When Martin arrived, the city was in the midst of an economic boom that was the result of the opening of the Erie Canal in 1825. Although New York had been the largest city in the United States since the first census was taken in 1790, its growth accelerated tremendously in the early nineteenth century, topping one hundred thousand residents in 1810 and doubling to more than two hundred thousand inhabitants by 1830. Although the area of the city was confined to the southern tip of the island of Manhattan, with most of the island consisting of estates and farmland, the population would grow to more than half a million citizens by 1850.
As a German immigrant, Martin used his connections within the German community to establish himself in New York. The population of German immigrants and German-Americans was already more than 24,000 in 1840. That population exploded over the next two decades; by 1855, New York City boasted the third largest population of German-speakers in the world, behind only Berlin and Vienna. When the Martin family relocated to Nazareth, Pennsylvania, they again chose a place with a large German population that made the transition easier.
Martin opened his music store and lived in the same building at 196 Hudson Street, in an area of New York City that is now known as Tribeca, near the entrance of the present day Holland tunnel. During Martin’s time in New York, this was a growing residential and commercial neighborhood built on land that had been farmland owned by Trinity Church. The 1830s, when Martin was establishing his business, were tumultuous times in New York. In July of 1834, the city erupted in anti-abolitionist riots, and the nearby Laight Street Presbyterian church and the home of its pastor Samuel Hanon Cox were targeted and vandalized during several days of rioting. The church was a mere two blocks from the Martin shop. In December 1835, the Great Fire of New York City destroyed seventeen city blocks, and perhaps as many as 700 buildings. As a result, many New Yorkers looked to move their homes and businesses farther uptown, and many flocked to the area around Martin’s workshop. Then, in May 1837, a financial panic hit, throwing the city and the nation into a years-long recession that contributed to the Martin family’s decision to leave New York.
However, New York City remained an integral part of the Martin story even after the family moved to Pennsylvania. The city remained the most important market for Martin instruments, and it was necessary to maintain the business connections he built while living in the city. New York was so important for Martin that the city name continued to be stamped on his guitars long after his death.
C. F. Martin was similar to many other immigrants who came to New York City in the nineteenth century, embodying many of the ideals of the time.
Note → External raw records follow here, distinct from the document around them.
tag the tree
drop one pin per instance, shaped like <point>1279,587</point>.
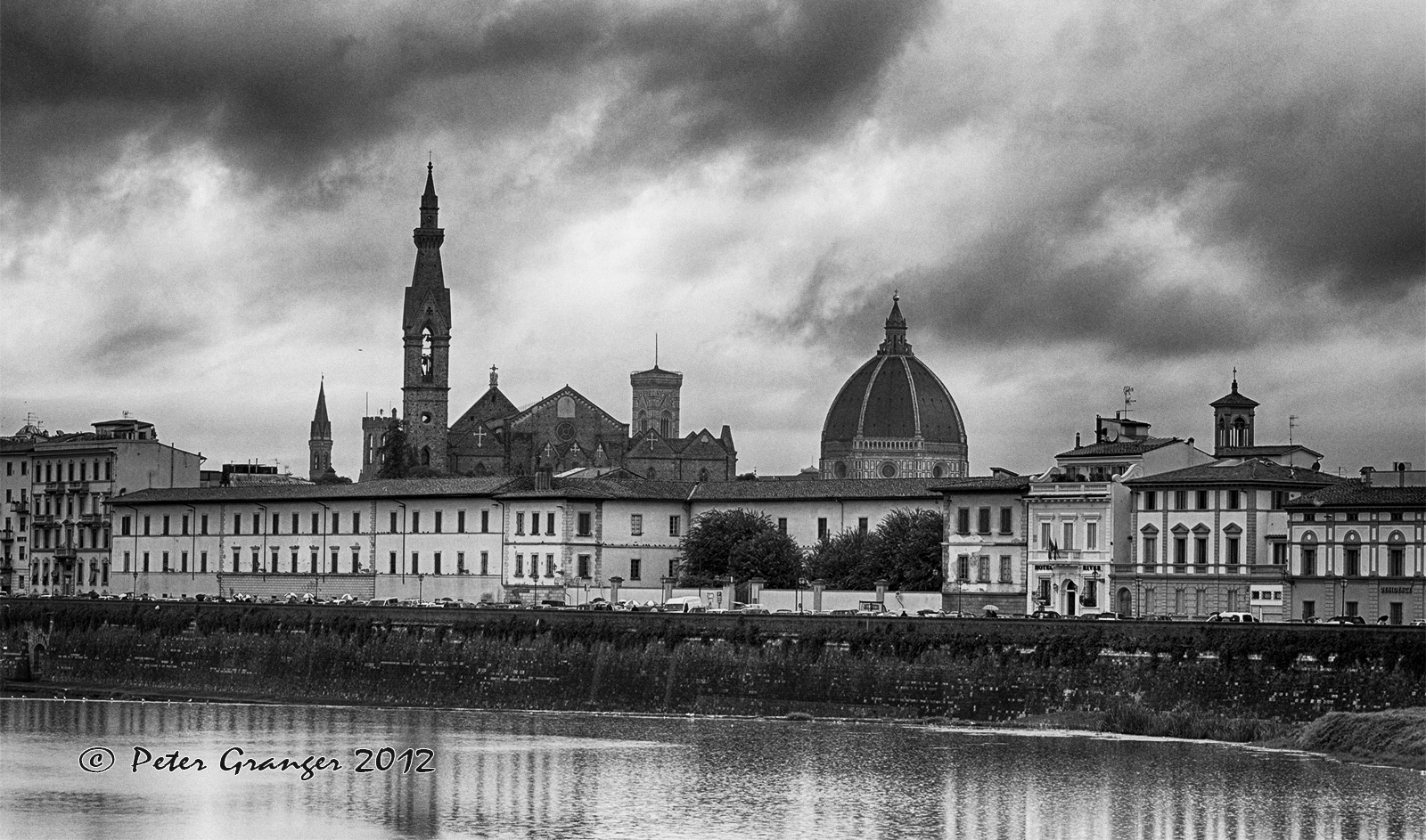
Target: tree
<point>843,561</point>
<point>907,550</point>
<point>396,455</point>
<point>330,477</point>
<point>741,545</point>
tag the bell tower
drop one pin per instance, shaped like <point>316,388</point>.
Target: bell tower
<point>1233,421</point>
<point>425,325</point>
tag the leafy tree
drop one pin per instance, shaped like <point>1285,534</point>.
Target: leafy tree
<point>330,477</point>
<point>843,561</point>
<point>398,460</point>
<point>906,550</point>
<point>742,545</point>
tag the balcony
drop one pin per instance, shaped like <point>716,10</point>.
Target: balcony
<point>1043,489</point>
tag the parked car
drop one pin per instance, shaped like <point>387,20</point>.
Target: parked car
<point>684,604</point>
<point>1233,616</point>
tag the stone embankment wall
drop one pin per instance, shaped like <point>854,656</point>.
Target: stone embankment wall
<point>724,665</point>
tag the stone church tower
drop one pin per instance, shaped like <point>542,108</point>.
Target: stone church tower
<point>427,329</point>
<point>320,443</point>
<point>1233,421</point>
<point>656,401</point>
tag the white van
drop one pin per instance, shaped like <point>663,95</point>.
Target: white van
<point>684,604</point>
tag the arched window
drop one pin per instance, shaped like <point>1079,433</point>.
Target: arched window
<point>1397,555</point>
<point>1352,553</point>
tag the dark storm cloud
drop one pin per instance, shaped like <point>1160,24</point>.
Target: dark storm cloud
<point>1287,143</point>
<point>285,90</point>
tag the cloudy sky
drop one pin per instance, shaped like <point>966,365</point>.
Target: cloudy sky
<point>209,206</point>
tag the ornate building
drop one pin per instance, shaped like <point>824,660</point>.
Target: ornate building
<point>895,418</point>
<point>563,431</point>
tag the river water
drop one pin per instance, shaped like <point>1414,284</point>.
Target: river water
<point>553,776</point>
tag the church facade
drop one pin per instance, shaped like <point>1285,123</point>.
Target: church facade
<point>562,432</point>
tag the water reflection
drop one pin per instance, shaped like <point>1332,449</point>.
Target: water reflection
<point>506,775</point>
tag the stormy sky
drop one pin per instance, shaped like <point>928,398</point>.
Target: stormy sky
<point>209,206</point>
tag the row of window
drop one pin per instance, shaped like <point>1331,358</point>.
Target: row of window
<point>294,565</point>
<point>983,521</point>
<point>980,567</point>
<point>1352,562</point>
<point>1233,550</point>
<point>1351,517</point>
<point>1067,536</point>
<point>584,524</point>
<point>1204,500</point>
<point>54,469</point>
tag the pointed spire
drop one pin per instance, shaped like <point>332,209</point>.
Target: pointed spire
<point>321,425</point>
<point>896,343</point>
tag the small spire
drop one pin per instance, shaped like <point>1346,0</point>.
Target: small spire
<point>896,343</point>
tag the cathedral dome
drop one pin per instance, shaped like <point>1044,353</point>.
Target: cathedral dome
<point>893,418</point>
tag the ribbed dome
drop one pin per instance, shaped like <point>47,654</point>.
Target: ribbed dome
<point>895,396</point>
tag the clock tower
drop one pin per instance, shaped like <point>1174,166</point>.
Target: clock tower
<point>425,325</point>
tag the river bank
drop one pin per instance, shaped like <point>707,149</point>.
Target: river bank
<point>1392,738</point>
He was a highly skilled immigrant who sought a freer economic system; an entrepreneur who tried several business models; a successful businessman who built a manufacturing company; and an innovative craftsman who combined his own knowledge with ideas that he encountered in the United States.
Jayson Kerr Dobney
Department of Musical Instruments
The Metropolitan Museum of Art
Inventing the American Guitar is the first book to describe the early history of American guitar design in detail. It tells the story of how a European instrument was transformed into one with all of the design and construction features that define the iconic American flat-top guitar. This transformation happened within a mere 20 years, a remarkably brief period.
The person who dominates this history is C. F. Martin Sr., America’s first major guitar maker and the founder of the Martin Guitar Company, which continues to produce outstanding flat-top guitars today. After emigrating from his native Saxony to New York in 1833, Martin quickly established a guitar making business, producing instruments modeled after those of his mentor, Johann Stauffer of Vienna. By the time he moved his family and business to rural Pennsylvania in 1839, Martin had absorbed and integrated the influence of Spanish guitars he had seen and heard in New York. In Pennsylvania, he evolved further, inventing a uniquely American guitar that was fully developed before the outbreak of the Civil War.
Inventing the American Guitar traces Martin’s evolution as a craftsman and entrepreneur and explores the influences and experiments that led to his creation of the American guitar that is recognized and played around the world today.